On Monday, the European Union approved sanctions against four Chinese officials involved in the detention of Uyghurs in China’s Xinjiang Province. The Chinese then quickly followed suit by issuing its own sanctions on EU and Member State politicians, as well as a number of European think tanks and foreign policy experts. This new round of sanctions could also potentially derail the entire CAI. For adoption, the agreement must be passed in the European Parliament; the five sanctioned MEPs will most likely be lobbying their colleagues to reject the agreement. However, following these heated exchanges on Monday, it was surprising how the tone changed quite rapidly in the following days, almost implying business as usual. On Tuesday, China hosted a meeting of ministers from around the world (including from countries which it had just sanctioned one day before) to discuss climate policy. According to a Minister who attended the summit, there was “no signal of bad feelings” between the participants. I guess it’s comforting to know that even when the world’s superpowers are at each other’s throats, some issues are important enough to put the political theater aside for, even if it’s just for one meeting.
LONG STORY SHORT:
- Testing (not really) Optional: As many Germans plan on traveling for Easter break, the federal and state governments “expect all airlines to consistently test crews and passengers before the return flight.” Testing is still optional (but encouraged) in other industries, but if this does not happen, Finance Minister Olaf Scholz (SPD) said the government will follow up with a legal regulation at the beginning of April.
- Register Here, Please: The Bundestag and Bundesrat have agreed on a law to introduce a transparency register for lobbying the Federal Government.
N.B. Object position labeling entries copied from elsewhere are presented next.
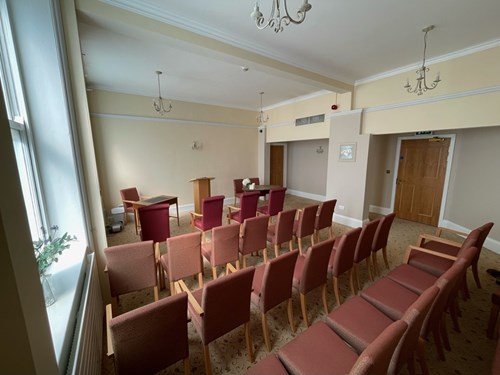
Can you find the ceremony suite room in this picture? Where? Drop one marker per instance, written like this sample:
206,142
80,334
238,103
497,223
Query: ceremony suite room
88,75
In addition to a registration requirement, lobbyists will be obliged to make specific information transparent to the public and accept a code of conduct that defines what it means to “lobby with integrity.” Ping us for specific questions.
- Is the Gang back Together again? This week President Biden called into a meeting with the EU’s 27 leaders, really hitting home the message that Washington wants to rebuild the transatlantic relationship. One common goal they all share: forging a strong, common front of democracies against increased authoritarianism by China, Russia, and co.
WHAT’S ON OUR MINDS
Once again Chancellor Merkel met with the State Prime Ministers to discuss the pandemic. Once again, they agreed on an extension of the lockdown, this time until 18 April. Once again, Merkel was not fully satisfied, fearing an exponential rise in infections spurred on by Easter travel and celebrations.
So, a new idea emerged and was quickly announced: In addition to the extended lockdown, we would introduce an even stricter lockdown over Easter, adding two additional public holidays to the already existing Good Friday, Easter Sunday and Easter Monday. Everyone, especially business owners were like:
You would expect decision-makers to have thought it through beforehand, but they seemingly were caught flat-footed when it turned out that not only federal legislation, but state legislation (times 16) is needed to introduce a public holiday. Not only did some of the states not agree on this measure anyways, but it was too short-notice, too expensive* etc etc.
After considerable uproar, what followed was a withdrawal of the announcement, accompanied by an apology by the Chancellor herself, who took full responsibility for the mishap and the chaos caused.
She got some appraisal for standing by her mistake. Still, this lapse added to the ongoing series of misfortunes the CDU is currently suffering through: Poor performance with the vaccination campaign and overall pandemic handling, more and more Members of Parliament involved in funny business and now the discovery that even our Chancellor is fallible. Wherever you stand on the political spectrum, you gotta feel sorry for them.
*according to some estimates, each public holiday costs the economy around 3.5 billion Euros.